Two years later he had left the bucolic charm of El Toro behind and was selling brooms in L.A. Serves him right for defacing a church!

Also appearing in the photo above, and scrawled over the date “[19]01," were "J. Salaberri," "F.A. Salaberri," "G.L. Johnson," "J.B. Pitblado."

It didn't take much digging to find that Juanita Salaberri (1879-1964) was one of the daughters of Juan Salaberri, one of Capistrano’s wealthiest men. Don Juan raised sheep and had a hotel and a general store in town. He came to Capistrano about 1873, and died there in 1898.

“F.A.” was Juanita's sister, Felicitas "Felley" Salaberri (1881-1960).

And James Bruce Pitblado (1875-1934) was presumably Felley's boyfriend, because he went on to marry her in 1905.

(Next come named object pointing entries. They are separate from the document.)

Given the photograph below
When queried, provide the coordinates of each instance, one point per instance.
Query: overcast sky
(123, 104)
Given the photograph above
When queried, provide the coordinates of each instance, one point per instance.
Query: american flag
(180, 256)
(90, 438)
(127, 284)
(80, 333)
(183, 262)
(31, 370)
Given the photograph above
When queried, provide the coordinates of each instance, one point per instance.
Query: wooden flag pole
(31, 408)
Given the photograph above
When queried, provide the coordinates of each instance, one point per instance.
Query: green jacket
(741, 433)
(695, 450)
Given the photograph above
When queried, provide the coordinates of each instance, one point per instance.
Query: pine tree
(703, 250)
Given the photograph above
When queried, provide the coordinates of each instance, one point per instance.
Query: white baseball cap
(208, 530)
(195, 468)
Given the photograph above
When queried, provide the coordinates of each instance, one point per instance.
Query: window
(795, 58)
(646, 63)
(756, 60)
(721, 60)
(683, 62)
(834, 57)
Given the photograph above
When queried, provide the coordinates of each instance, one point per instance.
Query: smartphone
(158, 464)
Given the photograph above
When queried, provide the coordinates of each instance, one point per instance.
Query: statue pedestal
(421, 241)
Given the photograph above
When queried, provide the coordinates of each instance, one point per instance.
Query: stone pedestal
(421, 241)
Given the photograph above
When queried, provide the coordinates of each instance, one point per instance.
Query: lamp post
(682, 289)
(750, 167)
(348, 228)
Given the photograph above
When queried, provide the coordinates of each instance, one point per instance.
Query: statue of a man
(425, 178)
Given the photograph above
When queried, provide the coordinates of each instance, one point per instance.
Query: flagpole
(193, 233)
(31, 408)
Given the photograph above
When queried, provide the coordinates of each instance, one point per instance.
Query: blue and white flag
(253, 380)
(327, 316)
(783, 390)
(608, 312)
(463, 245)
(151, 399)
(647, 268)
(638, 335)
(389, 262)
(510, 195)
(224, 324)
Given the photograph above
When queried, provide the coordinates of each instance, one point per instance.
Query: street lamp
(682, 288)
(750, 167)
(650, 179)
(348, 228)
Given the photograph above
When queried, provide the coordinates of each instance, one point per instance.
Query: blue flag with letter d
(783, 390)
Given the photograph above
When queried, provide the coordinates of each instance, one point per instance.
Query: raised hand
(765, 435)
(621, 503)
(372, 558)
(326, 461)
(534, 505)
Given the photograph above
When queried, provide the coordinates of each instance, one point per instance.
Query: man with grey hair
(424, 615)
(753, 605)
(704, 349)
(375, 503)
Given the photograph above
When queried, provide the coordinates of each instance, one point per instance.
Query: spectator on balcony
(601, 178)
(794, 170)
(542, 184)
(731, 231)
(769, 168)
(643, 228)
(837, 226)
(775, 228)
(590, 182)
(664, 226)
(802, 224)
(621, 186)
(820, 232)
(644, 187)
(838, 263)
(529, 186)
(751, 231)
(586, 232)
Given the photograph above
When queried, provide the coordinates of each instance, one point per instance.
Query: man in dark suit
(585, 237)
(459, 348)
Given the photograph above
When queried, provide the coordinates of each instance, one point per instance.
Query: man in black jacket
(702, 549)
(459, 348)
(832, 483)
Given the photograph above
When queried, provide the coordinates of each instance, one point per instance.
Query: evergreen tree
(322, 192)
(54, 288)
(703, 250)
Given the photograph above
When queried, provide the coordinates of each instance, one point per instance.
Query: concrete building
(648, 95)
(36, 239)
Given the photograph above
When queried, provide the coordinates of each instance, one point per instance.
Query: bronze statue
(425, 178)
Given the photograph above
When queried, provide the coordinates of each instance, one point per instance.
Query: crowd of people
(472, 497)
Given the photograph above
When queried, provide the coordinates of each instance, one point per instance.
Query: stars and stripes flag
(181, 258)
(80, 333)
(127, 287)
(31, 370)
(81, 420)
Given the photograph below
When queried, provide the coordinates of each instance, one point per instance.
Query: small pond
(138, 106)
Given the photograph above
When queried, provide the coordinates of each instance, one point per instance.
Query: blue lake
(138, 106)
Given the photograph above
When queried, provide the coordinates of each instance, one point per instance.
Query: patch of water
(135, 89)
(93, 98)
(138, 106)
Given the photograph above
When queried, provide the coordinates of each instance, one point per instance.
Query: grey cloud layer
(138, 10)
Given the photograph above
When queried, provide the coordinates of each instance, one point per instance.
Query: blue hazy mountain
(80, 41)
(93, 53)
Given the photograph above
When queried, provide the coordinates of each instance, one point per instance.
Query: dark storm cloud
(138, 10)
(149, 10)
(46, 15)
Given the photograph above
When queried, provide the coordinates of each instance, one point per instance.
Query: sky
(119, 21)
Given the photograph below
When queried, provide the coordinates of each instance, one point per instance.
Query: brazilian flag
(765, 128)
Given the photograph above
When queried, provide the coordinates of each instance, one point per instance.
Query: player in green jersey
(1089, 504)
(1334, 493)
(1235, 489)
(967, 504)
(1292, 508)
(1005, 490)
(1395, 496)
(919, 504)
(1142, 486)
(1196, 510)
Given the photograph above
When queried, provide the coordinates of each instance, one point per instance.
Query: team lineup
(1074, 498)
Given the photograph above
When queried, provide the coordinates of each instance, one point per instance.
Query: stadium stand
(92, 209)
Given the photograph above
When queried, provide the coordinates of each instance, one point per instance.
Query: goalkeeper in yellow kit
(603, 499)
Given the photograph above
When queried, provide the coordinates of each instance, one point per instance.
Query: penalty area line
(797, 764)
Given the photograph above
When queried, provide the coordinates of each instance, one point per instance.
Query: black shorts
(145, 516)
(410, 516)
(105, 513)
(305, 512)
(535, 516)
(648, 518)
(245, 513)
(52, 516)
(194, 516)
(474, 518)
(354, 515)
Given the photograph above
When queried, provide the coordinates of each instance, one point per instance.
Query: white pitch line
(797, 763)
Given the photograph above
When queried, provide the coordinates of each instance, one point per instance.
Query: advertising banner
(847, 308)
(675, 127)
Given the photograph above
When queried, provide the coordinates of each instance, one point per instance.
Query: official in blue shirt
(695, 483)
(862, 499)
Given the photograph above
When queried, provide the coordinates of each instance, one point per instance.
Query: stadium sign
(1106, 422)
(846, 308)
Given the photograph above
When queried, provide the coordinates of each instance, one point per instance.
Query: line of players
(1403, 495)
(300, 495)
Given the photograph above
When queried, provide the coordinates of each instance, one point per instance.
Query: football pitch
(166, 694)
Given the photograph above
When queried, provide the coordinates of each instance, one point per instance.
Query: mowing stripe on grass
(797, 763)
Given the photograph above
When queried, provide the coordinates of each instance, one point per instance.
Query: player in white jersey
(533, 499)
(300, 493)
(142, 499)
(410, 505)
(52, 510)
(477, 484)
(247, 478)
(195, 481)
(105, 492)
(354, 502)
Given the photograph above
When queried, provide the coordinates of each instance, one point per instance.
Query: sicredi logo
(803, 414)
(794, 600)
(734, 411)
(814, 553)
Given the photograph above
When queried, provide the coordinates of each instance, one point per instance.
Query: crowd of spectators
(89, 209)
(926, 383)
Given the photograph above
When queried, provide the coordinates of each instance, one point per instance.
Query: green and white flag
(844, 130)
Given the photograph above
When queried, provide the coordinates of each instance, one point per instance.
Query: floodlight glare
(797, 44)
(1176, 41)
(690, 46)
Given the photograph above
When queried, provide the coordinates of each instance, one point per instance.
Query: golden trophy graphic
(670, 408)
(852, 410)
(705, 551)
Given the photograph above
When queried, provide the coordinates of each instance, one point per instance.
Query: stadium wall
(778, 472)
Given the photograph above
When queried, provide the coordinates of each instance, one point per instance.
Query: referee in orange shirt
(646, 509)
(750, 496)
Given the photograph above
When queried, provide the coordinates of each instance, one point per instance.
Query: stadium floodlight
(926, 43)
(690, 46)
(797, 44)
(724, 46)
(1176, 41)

In the photo of the Mission's Bell Wall, below, (courtesy the San Juan Capistrano Historical Society), Juanita appears on the far right, and Felley on the far left. (Had the photographer gotten there just seconds earlier, he no doubt would have caught the sisters in the act of vandalizing the building!) Standing between them are Lucana Forster McFadden and Ysidora Forster Echenique -- cousins of the Salaberri girls.
 All this makes me want to go back to the Mission on a quieter day and see what other old graffiti I can find. Meanwhile, try your hand at deciphering these names from inside a niche in the Great Stone Church.

4 comments:

Connie Moreno said...

Never would I even dream of defacing a wall and yet, it's kinda neat that they did.

Doug said...

Outstanding post!
Archeologist have made quite a study of such "tags".
At some of the rock art sites in the Mojave, folks inscribed their names in the mid to late 1800s. Such dated tags have been used to help date and study weathering of rock art sites.
Often we find names and drawings on the plaster of adobes, on adobe bricks and on tile floors.
Good eyes Chris.

EDGE4194 said...

Fascinating post Chris!

1nulife said...

It was almost fashionable to put your name on things in those days. I read(or heard) that the army could find people who defaced the natural wonders at Yellowstone because of it. Pretty sure it was in the Ken Burns documentary. Not justifying the behavior. Just remarking people thought it was okay.